Nebraska's next game was equally exciting as unranked and undefeated Nebraska took on the #23 Iowa State Cyclones. They won in a hard fought match that went into 2 overtimes by a score of 27–20. The game marked the first time that overtime had occurred in Memorial Stadium. Regardless of the quality win, Nebraska remained unranked.

| Team | 1 | 2 | 3 | 4 | OT | Total |
|---|---|---|---|---|---|---|
| Iowa State | 0 | 3 | 10 | 0 | 7 | 20 |
| • Nebraska | 3 | 0 | 7 | 3 | 14 | 27 |

===Texas Tech===

Nebraska was the only team that was unranked and had no losses going into their next game against the 15th ranked Texas Tech Red Raiders. After trailing 21–0 in the first half, Nebraska fought back and eventually gained a 31–27 foothold over Texas Tech. In the final minutes of the game, Nebraska seemingly sealed their victory and a top 25 ranking when lineman LeKevin Smith intercepted a Texas Tech pass only to fumble it seconds later to return possession to Texas Tech. The Red Raiders were given a second-chance and with time winding down threw the game-winning touchdown pass to defeat Nebraska.

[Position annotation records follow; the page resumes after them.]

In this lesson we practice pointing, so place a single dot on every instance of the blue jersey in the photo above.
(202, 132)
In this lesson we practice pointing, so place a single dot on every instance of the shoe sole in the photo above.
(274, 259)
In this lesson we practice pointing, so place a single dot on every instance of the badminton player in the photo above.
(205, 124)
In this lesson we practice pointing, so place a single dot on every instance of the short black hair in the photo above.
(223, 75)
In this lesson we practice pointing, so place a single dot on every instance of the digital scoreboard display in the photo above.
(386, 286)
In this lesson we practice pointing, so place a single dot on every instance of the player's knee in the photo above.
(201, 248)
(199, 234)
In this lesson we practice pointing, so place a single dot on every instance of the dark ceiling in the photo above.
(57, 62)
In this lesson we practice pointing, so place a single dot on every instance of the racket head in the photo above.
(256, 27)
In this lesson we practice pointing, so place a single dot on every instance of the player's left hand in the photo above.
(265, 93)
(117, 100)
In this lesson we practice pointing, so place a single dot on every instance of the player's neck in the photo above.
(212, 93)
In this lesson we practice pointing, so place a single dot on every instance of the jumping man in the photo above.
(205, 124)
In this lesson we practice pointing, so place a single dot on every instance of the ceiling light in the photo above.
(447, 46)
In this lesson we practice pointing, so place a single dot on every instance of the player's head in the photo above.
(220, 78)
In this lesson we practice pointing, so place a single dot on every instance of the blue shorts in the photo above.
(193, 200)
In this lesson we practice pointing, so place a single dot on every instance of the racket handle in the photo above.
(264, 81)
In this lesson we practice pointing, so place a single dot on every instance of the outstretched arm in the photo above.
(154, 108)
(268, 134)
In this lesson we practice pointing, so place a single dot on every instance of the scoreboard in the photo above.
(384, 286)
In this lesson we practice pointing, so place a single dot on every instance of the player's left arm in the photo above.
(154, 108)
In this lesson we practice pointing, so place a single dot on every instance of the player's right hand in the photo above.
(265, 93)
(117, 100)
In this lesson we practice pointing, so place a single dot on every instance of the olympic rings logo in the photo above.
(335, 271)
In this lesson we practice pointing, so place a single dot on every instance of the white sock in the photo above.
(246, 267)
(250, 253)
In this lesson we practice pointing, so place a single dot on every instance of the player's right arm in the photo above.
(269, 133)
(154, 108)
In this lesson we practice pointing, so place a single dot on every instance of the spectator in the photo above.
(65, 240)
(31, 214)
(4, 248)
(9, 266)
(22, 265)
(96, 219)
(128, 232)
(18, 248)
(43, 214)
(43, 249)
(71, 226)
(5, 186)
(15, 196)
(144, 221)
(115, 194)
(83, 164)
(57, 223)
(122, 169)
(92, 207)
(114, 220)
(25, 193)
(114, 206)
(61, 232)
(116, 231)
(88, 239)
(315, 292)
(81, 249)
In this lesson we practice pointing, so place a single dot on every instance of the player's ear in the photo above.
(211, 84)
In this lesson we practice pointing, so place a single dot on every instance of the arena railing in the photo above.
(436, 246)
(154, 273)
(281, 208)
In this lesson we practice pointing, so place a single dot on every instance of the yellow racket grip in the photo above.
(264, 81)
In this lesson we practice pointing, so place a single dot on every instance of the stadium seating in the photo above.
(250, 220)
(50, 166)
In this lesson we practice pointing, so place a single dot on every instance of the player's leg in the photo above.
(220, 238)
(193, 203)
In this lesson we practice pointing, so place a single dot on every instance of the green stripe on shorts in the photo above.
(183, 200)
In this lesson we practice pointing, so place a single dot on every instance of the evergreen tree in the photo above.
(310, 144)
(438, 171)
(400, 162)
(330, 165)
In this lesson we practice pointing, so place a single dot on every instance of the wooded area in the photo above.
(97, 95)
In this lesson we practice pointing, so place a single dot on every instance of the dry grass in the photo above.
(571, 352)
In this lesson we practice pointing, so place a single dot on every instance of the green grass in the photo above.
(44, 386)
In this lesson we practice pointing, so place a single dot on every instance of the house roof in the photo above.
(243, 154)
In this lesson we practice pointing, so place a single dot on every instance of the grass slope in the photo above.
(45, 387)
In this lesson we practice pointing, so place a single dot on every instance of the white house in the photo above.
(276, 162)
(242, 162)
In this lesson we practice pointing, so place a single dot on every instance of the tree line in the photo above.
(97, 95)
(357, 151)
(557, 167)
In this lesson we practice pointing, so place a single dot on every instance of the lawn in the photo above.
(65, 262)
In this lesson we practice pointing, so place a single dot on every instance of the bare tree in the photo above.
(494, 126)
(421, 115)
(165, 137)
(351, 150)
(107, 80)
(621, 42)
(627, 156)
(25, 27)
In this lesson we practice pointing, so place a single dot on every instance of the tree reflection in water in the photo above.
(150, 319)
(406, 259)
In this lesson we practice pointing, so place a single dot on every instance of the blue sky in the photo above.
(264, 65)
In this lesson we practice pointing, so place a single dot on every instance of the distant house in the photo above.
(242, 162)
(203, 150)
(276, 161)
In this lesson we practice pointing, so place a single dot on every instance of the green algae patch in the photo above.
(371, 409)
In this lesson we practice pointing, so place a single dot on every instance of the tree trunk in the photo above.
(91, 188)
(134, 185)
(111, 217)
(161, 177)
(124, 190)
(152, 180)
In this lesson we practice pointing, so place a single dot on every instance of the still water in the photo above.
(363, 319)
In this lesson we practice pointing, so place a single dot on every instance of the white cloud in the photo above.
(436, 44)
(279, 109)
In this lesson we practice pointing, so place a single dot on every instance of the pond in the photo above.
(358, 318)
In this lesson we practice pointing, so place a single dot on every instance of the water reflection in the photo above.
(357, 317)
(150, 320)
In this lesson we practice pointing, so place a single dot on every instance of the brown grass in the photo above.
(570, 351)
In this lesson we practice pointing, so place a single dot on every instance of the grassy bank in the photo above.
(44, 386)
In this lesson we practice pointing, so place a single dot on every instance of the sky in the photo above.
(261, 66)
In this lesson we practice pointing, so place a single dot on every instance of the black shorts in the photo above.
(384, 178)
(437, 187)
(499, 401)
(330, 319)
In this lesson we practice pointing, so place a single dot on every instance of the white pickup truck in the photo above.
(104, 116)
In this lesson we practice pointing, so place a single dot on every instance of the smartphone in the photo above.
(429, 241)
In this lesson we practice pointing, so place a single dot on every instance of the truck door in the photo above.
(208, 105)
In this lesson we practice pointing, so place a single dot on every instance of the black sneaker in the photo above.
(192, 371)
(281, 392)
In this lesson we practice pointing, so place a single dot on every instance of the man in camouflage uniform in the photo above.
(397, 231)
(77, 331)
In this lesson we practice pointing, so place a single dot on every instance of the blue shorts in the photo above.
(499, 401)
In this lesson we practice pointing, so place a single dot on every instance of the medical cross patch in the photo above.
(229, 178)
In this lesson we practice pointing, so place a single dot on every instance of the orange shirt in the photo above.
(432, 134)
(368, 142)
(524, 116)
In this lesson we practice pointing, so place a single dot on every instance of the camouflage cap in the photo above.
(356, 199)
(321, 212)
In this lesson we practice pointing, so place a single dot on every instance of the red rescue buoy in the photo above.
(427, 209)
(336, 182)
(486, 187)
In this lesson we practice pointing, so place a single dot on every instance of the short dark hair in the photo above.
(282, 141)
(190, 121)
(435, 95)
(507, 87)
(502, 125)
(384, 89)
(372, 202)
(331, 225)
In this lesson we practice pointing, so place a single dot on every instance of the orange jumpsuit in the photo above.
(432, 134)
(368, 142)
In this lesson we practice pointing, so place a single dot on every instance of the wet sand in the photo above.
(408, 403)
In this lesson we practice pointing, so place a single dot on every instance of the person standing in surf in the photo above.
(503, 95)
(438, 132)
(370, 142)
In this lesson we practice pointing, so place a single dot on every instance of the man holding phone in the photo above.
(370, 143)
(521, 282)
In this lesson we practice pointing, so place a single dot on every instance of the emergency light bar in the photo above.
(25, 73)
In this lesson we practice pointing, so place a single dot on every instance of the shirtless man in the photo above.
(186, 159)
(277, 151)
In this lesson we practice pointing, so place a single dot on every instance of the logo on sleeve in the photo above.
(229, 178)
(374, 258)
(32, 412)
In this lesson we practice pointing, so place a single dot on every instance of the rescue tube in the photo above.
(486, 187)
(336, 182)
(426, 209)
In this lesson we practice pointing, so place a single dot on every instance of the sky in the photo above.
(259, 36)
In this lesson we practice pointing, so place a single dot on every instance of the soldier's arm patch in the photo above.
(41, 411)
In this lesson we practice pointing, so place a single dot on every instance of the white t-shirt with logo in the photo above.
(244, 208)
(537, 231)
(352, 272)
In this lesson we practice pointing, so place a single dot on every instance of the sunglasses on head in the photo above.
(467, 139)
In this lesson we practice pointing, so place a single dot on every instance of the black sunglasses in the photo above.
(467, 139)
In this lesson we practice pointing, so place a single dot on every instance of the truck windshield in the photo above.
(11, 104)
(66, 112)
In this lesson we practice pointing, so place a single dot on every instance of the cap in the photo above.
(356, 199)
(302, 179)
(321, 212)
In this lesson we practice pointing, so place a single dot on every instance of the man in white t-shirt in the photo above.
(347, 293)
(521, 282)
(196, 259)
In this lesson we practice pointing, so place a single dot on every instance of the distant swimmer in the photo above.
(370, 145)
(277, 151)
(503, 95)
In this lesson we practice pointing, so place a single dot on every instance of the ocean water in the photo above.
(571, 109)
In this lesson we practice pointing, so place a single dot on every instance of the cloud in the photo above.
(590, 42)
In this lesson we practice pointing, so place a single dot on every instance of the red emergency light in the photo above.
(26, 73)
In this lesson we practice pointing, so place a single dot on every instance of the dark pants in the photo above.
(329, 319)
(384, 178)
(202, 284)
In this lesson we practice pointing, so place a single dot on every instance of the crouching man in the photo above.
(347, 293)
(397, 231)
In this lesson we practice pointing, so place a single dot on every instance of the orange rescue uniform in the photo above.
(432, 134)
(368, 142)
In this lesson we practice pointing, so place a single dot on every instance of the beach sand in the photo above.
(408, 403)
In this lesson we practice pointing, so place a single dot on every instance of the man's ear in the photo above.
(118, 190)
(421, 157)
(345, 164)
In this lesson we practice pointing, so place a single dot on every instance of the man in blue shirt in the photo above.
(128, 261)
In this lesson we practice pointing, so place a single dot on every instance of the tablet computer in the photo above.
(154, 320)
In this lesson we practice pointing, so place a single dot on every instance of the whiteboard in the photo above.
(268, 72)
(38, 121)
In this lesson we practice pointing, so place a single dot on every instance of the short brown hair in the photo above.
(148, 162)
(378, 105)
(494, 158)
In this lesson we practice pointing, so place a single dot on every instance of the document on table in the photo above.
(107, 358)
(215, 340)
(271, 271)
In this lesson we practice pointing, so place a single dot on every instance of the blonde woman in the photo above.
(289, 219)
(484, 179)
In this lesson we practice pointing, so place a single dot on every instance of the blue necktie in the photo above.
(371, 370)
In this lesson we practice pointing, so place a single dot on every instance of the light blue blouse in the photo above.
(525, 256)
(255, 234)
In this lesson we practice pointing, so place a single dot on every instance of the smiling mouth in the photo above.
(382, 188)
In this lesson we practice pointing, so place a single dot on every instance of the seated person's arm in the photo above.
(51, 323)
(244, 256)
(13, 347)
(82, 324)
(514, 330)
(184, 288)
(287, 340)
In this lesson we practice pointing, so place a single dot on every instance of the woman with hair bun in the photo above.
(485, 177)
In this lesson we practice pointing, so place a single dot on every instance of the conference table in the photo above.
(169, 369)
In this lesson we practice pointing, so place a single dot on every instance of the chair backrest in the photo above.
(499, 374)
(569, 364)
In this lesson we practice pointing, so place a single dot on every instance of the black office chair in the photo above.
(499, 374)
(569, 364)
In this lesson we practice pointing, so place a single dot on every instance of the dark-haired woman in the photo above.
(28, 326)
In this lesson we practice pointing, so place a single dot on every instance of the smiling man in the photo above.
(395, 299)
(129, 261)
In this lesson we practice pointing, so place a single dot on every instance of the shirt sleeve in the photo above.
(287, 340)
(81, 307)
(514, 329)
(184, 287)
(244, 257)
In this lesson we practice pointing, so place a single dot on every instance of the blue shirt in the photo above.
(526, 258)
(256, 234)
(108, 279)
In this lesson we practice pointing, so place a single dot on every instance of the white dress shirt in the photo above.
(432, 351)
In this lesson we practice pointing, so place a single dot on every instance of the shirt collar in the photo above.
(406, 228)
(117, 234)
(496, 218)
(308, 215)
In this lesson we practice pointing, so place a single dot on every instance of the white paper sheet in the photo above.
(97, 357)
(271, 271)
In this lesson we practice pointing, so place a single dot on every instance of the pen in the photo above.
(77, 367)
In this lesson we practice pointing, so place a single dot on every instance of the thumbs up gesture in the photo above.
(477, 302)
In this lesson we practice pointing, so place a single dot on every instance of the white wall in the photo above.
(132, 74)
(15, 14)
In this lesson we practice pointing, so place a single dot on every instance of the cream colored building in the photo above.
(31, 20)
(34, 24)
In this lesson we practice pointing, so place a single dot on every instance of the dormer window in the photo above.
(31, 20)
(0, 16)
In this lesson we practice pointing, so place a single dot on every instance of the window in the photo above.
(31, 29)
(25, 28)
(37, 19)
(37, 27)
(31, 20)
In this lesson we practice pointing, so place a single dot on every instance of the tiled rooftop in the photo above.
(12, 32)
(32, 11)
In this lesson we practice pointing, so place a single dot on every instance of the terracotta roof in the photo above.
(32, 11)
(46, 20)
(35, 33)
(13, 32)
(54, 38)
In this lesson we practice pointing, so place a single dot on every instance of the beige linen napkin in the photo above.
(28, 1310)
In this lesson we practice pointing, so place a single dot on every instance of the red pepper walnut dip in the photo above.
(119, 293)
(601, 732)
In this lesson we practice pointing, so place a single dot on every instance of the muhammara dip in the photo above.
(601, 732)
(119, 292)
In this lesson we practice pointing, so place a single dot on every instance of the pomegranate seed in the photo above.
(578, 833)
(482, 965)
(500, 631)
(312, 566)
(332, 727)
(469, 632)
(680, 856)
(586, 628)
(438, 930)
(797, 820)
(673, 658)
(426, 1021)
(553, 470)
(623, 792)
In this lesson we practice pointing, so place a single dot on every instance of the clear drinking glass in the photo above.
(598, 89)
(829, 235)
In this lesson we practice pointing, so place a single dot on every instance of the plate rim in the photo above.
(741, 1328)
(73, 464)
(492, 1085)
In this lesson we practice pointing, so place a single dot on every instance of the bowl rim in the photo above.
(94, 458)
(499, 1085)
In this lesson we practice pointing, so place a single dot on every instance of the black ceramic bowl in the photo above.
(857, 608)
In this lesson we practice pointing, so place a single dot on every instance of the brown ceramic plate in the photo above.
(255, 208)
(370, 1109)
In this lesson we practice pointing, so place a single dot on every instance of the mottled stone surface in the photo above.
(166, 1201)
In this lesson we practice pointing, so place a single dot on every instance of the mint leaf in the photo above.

| Team | 1 | 2 | 3 | 4 | Total |
|---|---|---|---|---|---|
| • Texas Tech | 7 | 14 | 6 | 7 | 34 |
| Nebraska | 0 | 14 | 7 | 10 | 31 |

===Baylor===

| Team | 1 | 2 | 3 | 4 | Total |
|---|---|---|---|---|---|
| • Nebraska | 3 | 10 | 7 | 3 | 23 |
| Baylor | 7 | 0 | 7 | 0 | 14 |

===Missouri===

| Team | 1 | 2 | 3 | 4 | Total |
|---|---|---|---|---|---|
| Nebraska | 10 | 14 | 0 | 0 | 24 |
| • Missouri | 21 | 3 | 7 | 10 | 41 |

===Oklahoma===

| Team | 1 | 2 | 3 | 4 | Total |
|---|---|---|---|---|---|
| • Oklahoma | 7 | 14 | 3 | 7 | 31 |
| Nebraska | 0 | 3 | 7 | 14 | 24 |

===Kansas===

The Huskers lost 3 of their next 4 games, including losses to their rival Missouri Tigers, who defeated them 41–24, a crushing 40–15 defeat to the Kansas Jayhawks (which snapped a 36-year winning streak over Kansas), and rival Oklahoma Sooners, the latter being lost in the final minutes of the game. (This victory was vacated by an NCAA disciplinary panel in July 2007 and then conversely overruled in February 2008.) The only win in this slump was a victory over a sub-par Baylor team.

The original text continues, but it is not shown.